I fancy myself as something of a bohemian though without facial hair and affected looks of boredom. I will tap my fingers nervously on a coffee table but don't smoke so it isn't always easy to tell where I'm coming from. I dally in poetry but offset that with a passion for college football.
Things happen all the time and if in a certain mood I pay attention. Now you know.
Today I watched Flesh and the Devil (1926) starring Greta Garbo as a type A vixen and John Gilbert as the dashing looking chap who falls for her. But then so does his best buddy. As did the Count she was married to. You can't resist her. Slip into the film sometime and try. I double dare you.
There is a certain casualness to the film expressed in languid scenes of delightful innocence that resonate from the silent era. There is also an intensity of love, friendship and aroused passions that elevate the film beyond melodrama.
Clarence Brown directed. Score one for him. But before and after he made some extraordinarily ordinary films. Like Idiot's Delight (1939), Wife vs. Secretary (1936) and The Human Comedy (1943). Nice but....
Leo (Gilbert) and Ulrich (Lars Hanson) are the best friends. Very best. Since childhood when they made the proverbial blood brother pact (with real blood!). We meet them in the army where they are up to shenanigans. Their mischief exposed they must shovel manure. Memories are made of this.
Home on furlough they meet the evil seductress herself, Felicitas (Garbo). I don't know about the rest of you lot, but I love that name -- Felicitas! We also meet Lars' kid sister who has a crush on good ole Leo and we are further introduced to Leo's saintly old mom. For those of you keeping score at home that's one sibling and one parent between the two buddies.
Leo and Ulrich are forever hugging and looking each other in the eye and avowing their friendship and I'm sure some folks have cried, "homoeroticsm" but that seems a bit easy and cheap here. Don't you think?
A duel and an exile in Africa later, Felictas has cast yet another spell, this time on poor Ulrich. They are husband and wife. Husband one is death is shown in scene that is as beautifully shot as anything ever filmed and raises the question of why didn't Brown do this more often?
Leo is taken by surprise by the nuptials of Leo and Felicitas. But she has her hooks in the poor sap and married to his best buddy or not, he wants her back.
In the middle of the story is a kindly sot of Pastor who moralizes against such sirens and their ways.
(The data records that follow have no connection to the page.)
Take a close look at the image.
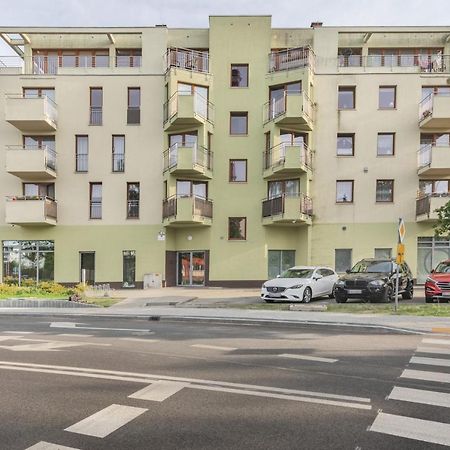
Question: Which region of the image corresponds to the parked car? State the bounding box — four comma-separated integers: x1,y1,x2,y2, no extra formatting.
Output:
261,266,339,303
335,258,414,303
425,260,450,303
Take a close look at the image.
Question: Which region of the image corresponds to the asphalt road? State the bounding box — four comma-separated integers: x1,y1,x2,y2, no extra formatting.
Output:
0,316,450,450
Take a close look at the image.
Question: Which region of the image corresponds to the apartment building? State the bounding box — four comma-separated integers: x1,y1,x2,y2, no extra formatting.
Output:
0,16,450,288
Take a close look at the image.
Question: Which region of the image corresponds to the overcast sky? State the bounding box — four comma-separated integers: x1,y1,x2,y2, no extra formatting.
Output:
0,0,450,55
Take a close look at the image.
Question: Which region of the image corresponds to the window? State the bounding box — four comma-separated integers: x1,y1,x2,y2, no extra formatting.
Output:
89,183,102,219
231,64,248,87
378,86,397,109
334,248,352,273
336,180,353,203
228,217,247,241
375,248,392,259
228,159,247,183
338,86,356,109
230,112,248,135
112,135,125,172
377,133,395,156
75,135,89,172
89,88,103,125
336,133,355,156
267,250,295,279
376,180,394,202
127,88,141,124
127,183,140,219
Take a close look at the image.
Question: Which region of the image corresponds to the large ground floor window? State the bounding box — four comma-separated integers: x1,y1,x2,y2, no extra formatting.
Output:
2,241,55,285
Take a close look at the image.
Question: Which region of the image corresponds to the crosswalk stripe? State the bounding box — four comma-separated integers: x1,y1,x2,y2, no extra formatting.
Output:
416,347,450,355
128,380,189,402
400,369,450,383
409,356,450,367
422,339,450,345
278,353,337,363
388,386,450,408
26,441,80,450
370,413,450,446
65,405,148,438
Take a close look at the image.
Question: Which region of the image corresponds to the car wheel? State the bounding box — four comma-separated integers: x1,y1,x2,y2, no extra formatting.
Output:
303,288,312,303
402,282,414,300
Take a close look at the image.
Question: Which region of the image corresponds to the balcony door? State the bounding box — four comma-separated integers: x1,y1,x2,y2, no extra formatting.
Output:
177,251,206,286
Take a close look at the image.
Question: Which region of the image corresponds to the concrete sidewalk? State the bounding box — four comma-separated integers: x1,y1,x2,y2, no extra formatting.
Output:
0,306,450,334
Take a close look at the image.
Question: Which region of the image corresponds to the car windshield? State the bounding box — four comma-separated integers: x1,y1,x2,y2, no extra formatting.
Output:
434,261,450,273
350,260,392,273
281,269,314,278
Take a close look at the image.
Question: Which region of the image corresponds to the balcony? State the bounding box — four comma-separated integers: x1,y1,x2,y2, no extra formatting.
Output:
163,143,213,179
5,94,58,132
263,91,314,131
416,193,450,222
262,194,312,226
6,145,56,181
164,91,214,131
263,142,312,179
419,93,450,129
163,195,213,226
5,196,57,226
417,145,450,177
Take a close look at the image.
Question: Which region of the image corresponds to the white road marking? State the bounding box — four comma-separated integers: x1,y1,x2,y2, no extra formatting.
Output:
370,413,450,446
422,339,450,345
416,347,450,355
388,386,450,408
64,404,148,438
409,356,450,367
400,369,450,383
128,380,189,402
0,361,371,409
278,353,338,363
50,322,153,333
26,441,80,450
191,344,237,351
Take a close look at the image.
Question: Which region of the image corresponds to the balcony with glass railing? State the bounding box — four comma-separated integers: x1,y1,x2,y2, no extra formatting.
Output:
5,94,58,132
417,144,450,177
419,92,450,129
5,196,57,226
163,143,213,179
263,142,312,179
164,91,214,131
162,195,213,226
263,91,315,131
262,193,313,226
6,145,56,181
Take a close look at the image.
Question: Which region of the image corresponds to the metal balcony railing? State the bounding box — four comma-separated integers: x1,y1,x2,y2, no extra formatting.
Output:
263,142,312,170
269,46,315,72
164,47,209,73
262,193,313,217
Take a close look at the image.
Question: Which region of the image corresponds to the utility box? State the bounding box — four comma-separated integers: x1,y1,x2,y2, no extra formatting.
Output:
144,273,162,289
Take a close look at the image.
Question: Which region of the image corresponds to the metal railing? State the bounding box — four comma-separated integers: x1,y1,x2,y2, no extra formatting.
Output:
163,195,213,219
6,144,56,171
163,142,213,172
263,91,314,123
263,142,312,169
163,91,214,123
164,47,209,73
337,54,450,73
262,193,313,217
269,46,315,73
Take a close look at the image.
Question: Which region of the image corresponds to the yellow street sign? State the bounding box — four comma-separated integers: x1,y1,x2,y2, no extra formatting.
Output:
395,244,405,264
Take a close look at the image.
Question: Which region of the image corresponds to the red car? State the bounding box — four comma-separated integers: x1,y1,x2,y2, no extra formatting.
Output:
425,259,450,303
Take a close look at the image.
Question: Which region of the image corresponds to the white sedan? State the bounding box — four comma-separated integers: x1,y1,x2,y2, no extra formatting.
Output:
261,266,339,303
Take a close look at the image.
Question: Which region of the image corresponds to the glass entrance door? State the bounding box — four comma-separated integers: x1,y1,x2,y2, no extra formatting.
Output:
177,251,205,286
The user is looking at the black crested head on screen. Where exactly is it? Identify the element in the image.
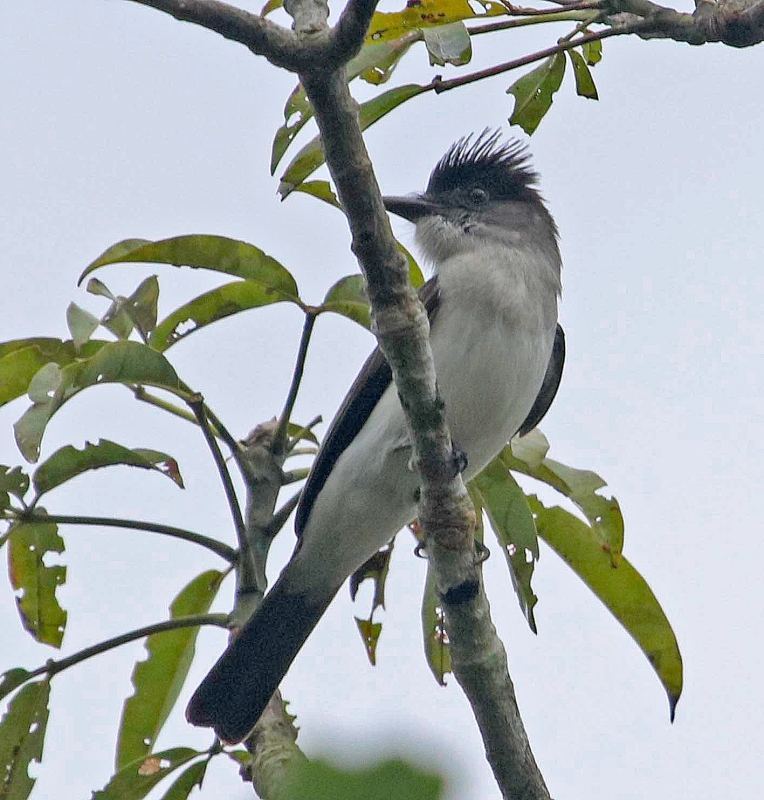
[426,128,541,202]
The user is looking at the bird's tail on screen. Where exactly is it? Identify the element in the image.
[186,576,336,744]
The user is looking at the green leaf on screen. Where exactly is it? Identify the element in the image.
[278,83,427,200]
[79,235,297,299]
[0,667,32,700]
[472,458,539,633]
[507,53,565,136]
[286,759,443,800]
[350,542,394,665]
[568,50,600,100]
[85,276,116,300]
[500,434,624,566]
[150,280,299,352]
[13,342,190,461]
[320,275,371,330]
[271,83,313,175]
[397,242,424,289]
[422,562,452,686]
[294,181,342,211]
[157,758,210,800]
[8,522,66,647]
[0,464,29,508]
[0,339,106,406]
[423,21,472,67]
[528,496,682,720]
[66,303,101,350]
[581,39,602,67]
[91,747,206,800]
[270,31,421,175]
[115,570,223,770]
[124,275,159,338]
[225,752,252,767]
[355,617,382,666]
[0,681,50,800]
[366,0,507,42]
[347,30,422,86]
[32,439,183,497]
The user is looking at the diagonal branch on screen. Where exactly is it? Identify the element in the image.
[130,0,378,72]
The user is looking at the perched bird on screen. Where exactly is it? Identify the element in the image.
[186,131,565,743]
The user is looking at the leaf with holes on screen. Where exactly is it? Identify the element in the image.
[79,234,297,299]
[8,522,66,647]
[278,83,427,200]
[0,464,29,508]
[581,39,602,67]
[470,458,539,633]
[350,542,394,665]
[507,53,565,136]
[66,303,101,350]
[91,747,206,800]
[150,280,299,352]
[356,30,422,86]
[115,570,223,770]
[270,31,421,175]
[423,22,472,67]
[294,181,342,211]
[162,758,210,800]
[499,434,624,566]
[568,50,600,100]
[0,339,107,406]
[0,681,50,800]
[0,667,32,700]
[13,342,191,461]
[366,0,507,42]
[320,275,371,330]
[32,439,183,497]
[528,496,682,720]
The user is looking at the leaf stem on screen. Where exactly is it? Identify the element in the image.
[131,385,197,425]
[273,309,317,455]
[19,512,238,564]
[188,394,246,546]
[425,19,655,94]
[29,614,228,678]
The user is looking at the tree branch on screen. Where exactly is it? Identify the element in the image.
[605,0,764,47]
[130,0,384,72]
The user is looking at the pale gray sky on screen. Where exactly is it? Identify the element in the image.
[0,0,764,800]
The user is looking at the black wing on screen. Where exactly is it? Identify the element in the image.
[517,325,565,436]
[295,275,440,536]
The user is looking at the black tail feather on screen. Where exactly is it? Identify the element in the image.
[186,580,334,744]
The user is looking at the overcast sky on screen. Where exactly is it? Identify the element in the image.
[0,0,764,800]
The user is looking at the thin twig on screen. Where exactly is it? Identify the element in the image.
[266,491,302,539]
[189,395,246,546]
[273,311,317,454]
[426,20,655,94]
[29,614,228,678]
[20,513,237,564]
[204,404,241,460]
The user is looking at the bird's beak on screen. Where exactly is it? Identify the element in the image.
[382,195,433,222]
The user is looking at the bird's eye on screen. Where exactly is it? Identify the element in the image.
[470,186,488,206]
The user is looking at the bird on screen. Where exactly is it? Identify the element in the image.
[186,129,565,744]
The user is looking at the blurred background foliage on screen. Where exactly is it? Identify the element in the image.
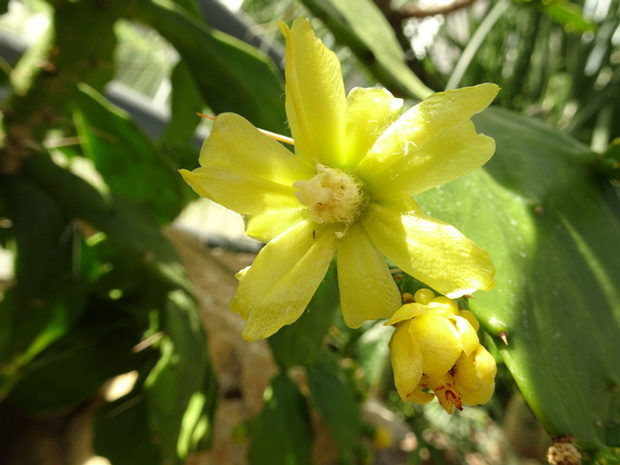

There's no point in me railing about the presence of such moralizers in films of that era, they were there being obvious and dull as plain oatmeal.
Where Flesh and the Devil goes is not nearly as interesting as how it gets there, which is via Garbo and those eyes that would bring down a pope. The bosom chums are nice and all, but they serve as a set up for the comely wiles of the evil seductress. The late silent era was towards the beginning of films rich with great roles for women and great actresses plying their trades in them. See Garbo, Dietrich, Stanwyck, Crawford, Davis, Shearer, Harlow, Loy and a bunch of other dames who I don't have time to list here. It was a Golden Age for women. (The preceding sentence was, I'm quite sure, not the least bit original, but no less true.) Garbo's performance here is a shining example. Of course its sans words. Her body is shapely enough but on the skinny side. It is her face and most particularly those penetrating eyes that suck one in. Whether a character, a co-star (Gilbert left his wife for her) or some bloke watching 80 plus years on, she's nigh on impossible to resist.
There's a lot of schmaltz to Flesh and the Devil. Hanson is a tad hammy for my tastes and much of the rest of the cast are as animated as the props. But Gilbert has an unmistakeable presence and Garbo possessed one of the greatest screen visages of the 20th century (you wanna say the greatest, go ahead, I won't squawk).
Should you see Flesh and the Devil? If you've read all this I reckon you want to.